They’re Baaack… Happy Holidays?

May 08 00:00 2001 Print This Article

The bright lights, festive spirit, friendly gatherings - the high prices, high pressure, and high-calorie foods! Love it or hate it, you can't ignore the holiday season.

Inevitably, this topsy-turvy time challenges our daily routine. As Susan Gutterman, RD, CDE and a Technical Service Representative on LifeScan's Health Care Professional Line puts it, "We face large, celebratory meals, events and festivities, goodies brought to offices and homes. People get extremely busy, and sometimes forget to eat at the right time. They may put their execise on the back burner, get very stressed, and do a lot of running around. All of these things can certainly affect their diabetes management." There are ways to help keep the hectic holidays under control, and maybe even turn a challenge into an opportunity. Eat, drink, and be merry!
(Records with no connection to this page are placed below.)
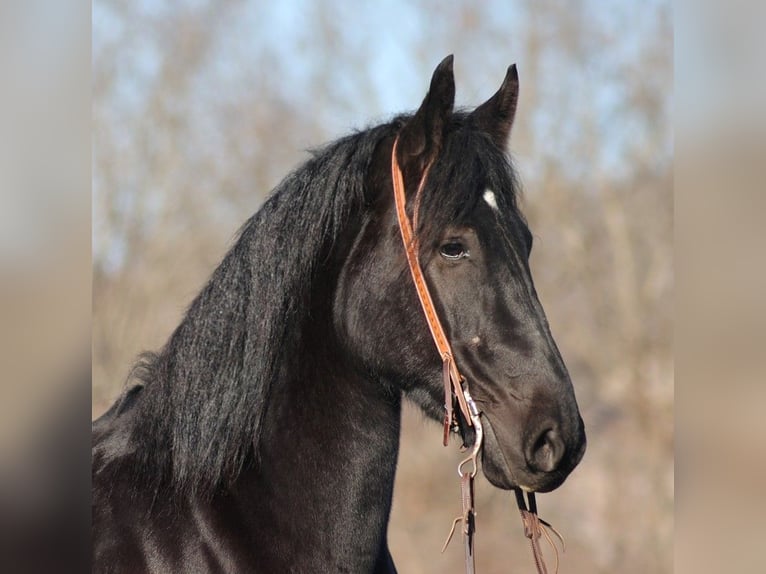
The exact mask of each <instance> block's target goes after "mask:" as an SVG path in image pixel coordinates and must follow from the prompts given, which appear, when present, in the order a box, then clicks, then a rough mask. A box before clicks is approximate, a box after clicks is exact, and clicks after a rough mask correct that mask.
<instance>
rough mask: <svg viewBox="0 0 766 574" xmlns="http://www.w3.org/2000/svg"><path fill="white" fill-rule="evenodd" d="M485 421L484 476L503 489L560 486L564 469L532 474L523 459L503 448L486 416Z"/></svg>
mask: <svg viewBox="0 0 766 574" xmlns="http://www.w3.org/2000/svg"><path fill="white" fill-rule="evenodd" d="M482 422H483V423H484V445H483V448H482V455H481V463H482V470H483V472H484V476H485V477H486V478H487V480H488V481H489V482H490V484H492V485H493V486H496V487H497V488H500V489H502V490H512V489H515V488H519V489H521V490H523V491H526V492H550V491H552V490H555V489H557V488H558V487H559V486H561V484H562V483H563V482H564V480H565V479H566V477H567V473H565V472H552V473H547V474H544V475H537V476H535V475H533V474H531V473H530V472H529V471H528V470H527V468H526V463H525V462H524V461H523V459H519V457H518V456H514V455H513V454H509V453H506V452H504V451H503V449H502V447H501V443H500V441H499V440H498V438H497V434H496V432H495V429H494V428H493V427H492V422H491V420H490V419H489V417H487V416H486V415H484V416H482Z"/></svg>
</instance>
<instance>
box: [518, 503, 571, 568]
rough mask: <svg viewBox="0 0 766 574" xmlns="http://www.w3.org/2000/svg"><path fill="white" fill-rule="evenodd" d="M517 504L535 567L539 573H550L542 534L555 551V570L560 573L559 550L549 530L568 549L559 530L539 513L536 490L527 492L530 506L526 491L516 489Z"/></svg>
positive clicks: (553, 550)
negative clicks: (555, 568) (531, 551)
mask: <svg viewBox="0 0 766 574" xmlns="http://www.w3.org/2000/svg"><path fill="white" fill-rule="evenodd" d="M515 492H516V504H517V505H518V507H519V512H520V513H521V522H522V524H523V525H524V536H526V537H527V538H529V543H530V546H531V547H532V556H533V558H534V559H535V567H536V568H537V572H538V574H548V567H547V566H546V564H545V558H544V556H543V551H542V548H540V536H545V539H546V540H547V541H548V544H550V546H551V548H553V552H554V553H555V556H556V569H555V570H554V572H555V573H556V574H558V571H559V551H558V548H557V547H556V544H555V543H554V542H553V539H552V538H551V536H550V534H548V530H550V531H551V532H553V533H554V534H555V535H556V537H557V538H558V539H559V540H560V541H561V545H562V548H563V549H564V550H566V545H565V544H564V538H563V537H562V536H561V534H559V532H558V530H556V529H555V528H553V526H551V525H550V524H548V523H547V522H546V521H545V520H543V519H542V518H540V517H539V516H538V515H537V501H536V500H535V494H534V492H529V493H527V498H528V499H529V508H527V503H526V501H525V500H524V493H522V492H521V490H520V489H516V491H515Z"/></svg>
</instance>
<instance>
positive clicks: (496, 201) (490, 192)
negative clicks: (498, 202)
mask: <svg viewBox="0 0 766 574" xmlns="http://www.w3.org/2000/svg"><path fill="white" fill-rule="evenodd" d="M481 197H482V199H484V201H485V203H486V204H487V205H489V206H490V207H491V208H492V209H494V210H495V211H498V212H499V211H500V209H499V208H498V207H497V196H495V192H494V191H492V190H491V189H489V188H487V189H485V190H484V193H483V194H482V196H481Z"/></svg>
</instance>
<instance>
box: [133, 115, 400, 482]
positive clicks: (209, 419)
mask: <svg viewBox="0 0 766 574" xmlns="http://www.w3.org/2000/svg"><path fill="white" fill-rule="evenodd" d="M399 124H400V122H397V121H394V122H392V123H389V124H384V125H381V126H378V127H376V128H372V129H369V130H366V131H361V132H357V133H354V134H352V135H349V136H346V137H344V138H341V139H339V140H337V141H335V142H333V143H330V144H328V145H327V146H326V147H324V148H321V149H319V150H316V151H314V152H313V153H312V158H310V159H309V160H308V161H307V162H306V163H305V164H303V165H302V166H300V167H299V168H297V169H296V170H295V171H294V172H292V173H291V174H290V175H288V176H287V177H286V178H285V179H284V180H283V181H282V182H281V183H280V184H279V185H278V186H277V187H276V188H275V189H274V190H273V191H272V193H271V194H270V196H269V198H268V199H267V200H266V202H265V203H264V204H263V206H262V207H261V208H260V209H259V210H258V212H256V213H255V215H253V216H252V217H251V218H250V219H249V220H248V221H247V222H246V223H245V224H244V225H243V227H242V228H241V230H240V232H239V235H238V238H237V239H236V241H235V244H234V246H233V247H232V249H231V250H230V251H229V252H228V253H227V254H226V255H225V257H224V259H223V261H222V262H221V263H220V265H219V266H218V268H217V269H216V270H215V271H214V273H213V275H212V277H211V278H210V280H209V281H208V283H207V284H206V286H205V287H204V288H203V289H202V291H201V292H200V293H199V295H198V296H197V297H196V298H195V299H194V301H193V302H192V303H191V305H190V306H189V308H188V310H187V312H186V314H185V316H184V318H183V320H182V321H181V323H180V325H179V326H178V327H177V328H176V330H175V331H174V332H173V334H172V335H171V336H170V338H169V340H168V342H167V343H166V345H165V347H164V348H163V349H162V350H161V351H160V352H158V353H145V354H144V355H142V356H141V357H140V359H139V361H138V363H137V364H136V366H135V367H134V369H133V371H132V375H131V377H130V379H129V383H130V382H131V381H137V382H138V384H139V385H140V386H142V387H143V389H142V390H141V395H142V396H141V400H140V401H135V403H134V404H135V411H136V412H135V413H134V415H133V416H134V418H133V420H134V423H133V429H132V441H133V443H134V445H136V447H137V448H136V450H135V454H136V457H137V461H136V462H135V468H134V471H135V473H136V474H137V477H136V478H138V479H147V480H150V481H153V482H154V483H155V485H154V486H155V488H158V487H159V485H160V483H162V484H163V485H164V486H169V487H171V488H172V490H175V491H181V492H185V493H189V494H194V495H203V496H204V495H206V494H210V493H211V492H212V491H213V490H214V489H215V488H216V487H217V486H218V485H220V484H222V483H224V484H225V483H231V482H232V481H233V480H234V479H236V477H237V476H238V475H239V473H240V471H241V469H242V467H243V465H244V464H245V462H246V460H247V459H248V457H249V456H251V455H254V454H255V453H256V447H257V444H258V442H259V439H260V436H261V434H262V432H263V419H264V413H265V410H266V407H267V405H268V402H269V395H270V393H271V390H272V388H273V387H274V386H275V384H276V382H277V381H278V380H279V379H280V377H282V376H283V375H284V370H285V368H286V367H285V365H287V364H289V363H290V358H291V357H294V356H296V352H297V348H296V347H297V346H298V345H299V343H300V341H299V337H300V327H301V325H302V323H303V321H304V320H305V319H306V314H307V313H308V309H309V304H308V303H309V300H310V294H311V291H312V288H313V286H314V285H315V283H316V281H317V276H318V274H319V272H320V271H321V267H322V263H323V261H325V260H326V258H327V256H328V253H329V251H330V250H331V249H332V245H333V242H334V240H335V238H336V237H337V236H338V233H339V231H340V230H341V229H342V228H344V226H346V224H347V222H348V221H349V218H350V217H351V216H352V215H353V214H354V213H355V210H358V209H359V208H361V206H362V205H363V203H364V201H365V189H364V187H365V178H366V175H367V172H368V170H369V168H370V165H371V162H372V159H373V155H374V151H375V149H376V147H377V145H378V144H379V143H380V141H381V140H383V139H384V138H385V137H387V136H389V135H391V134H393V133H395V131H396V130H397V129H398V128H399ZM134 388H135V387H134ZM129 393H130V389H129V390H128V391H126V395H125V396H126V397H127V396H128V394H129Z"/></svg>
This year, people with diabetes have more flexibility than ever, thanks to the new nutritional guidelines. The danger is in overindulging. It's vital to stay close to your normal, balanced food routine. You don't need to deny yourself, but use common sense and moderation. Choose foods that you will really enjoy and make them substitutions, not additions to your balanced diet. Ms. Gutterman says it well: "Take the best there is; not all there is!"

Some other ideas:

  • Experiment with a recipe you've been curious about.

  • Try taking just a taste ~ not a serving.

  • Beware of buffets! Go through the line only once, or not at all; ask a friend to fix you a plate with specific items.

  • Prepare for snack attacks by stocking up on healthy treats.

  • Limit your indulgent eating to the day of the celebration ~ not the entire season!

  • What's more fun ~ the "ritual" of drinking or the alcohol? Try cranberry juice and diet lemon-lime soda with a twist of lime, served in a fancy champagne flute.

  • Have an interesting conversation or a chat with an old pal to take the focus off the food.

Attitude adjusters and stress busters:

  • Learn to know your limits, and don't take on too much. Attend only the events that really matter to you. If things start making you altogether crazy, it's okay to let go of some of them or delegate responsibilities to others.

  • Take time out! (Parents and grandparents know this technique). Find a quiet place and just sit a spell. Go to the park, see a movie, or read a book. Schedule time for you and stick to it!

  • Rethink the meaning of the holidays: Family . . . Friends . . . Spirituality . . . Romance . . . Music . . . Fun! Focusing on the true spirit of the season helps put the emphasis where it belongs (and puts food and shopping in their proper perspective!)

Above all, keep Susan Gutterman's excellent advice in mind. "Be a little easier on yourself. Give yourself permission to indulge a bit and don't feel guilty, as long as you take the necessary steps to counteract your indulgences."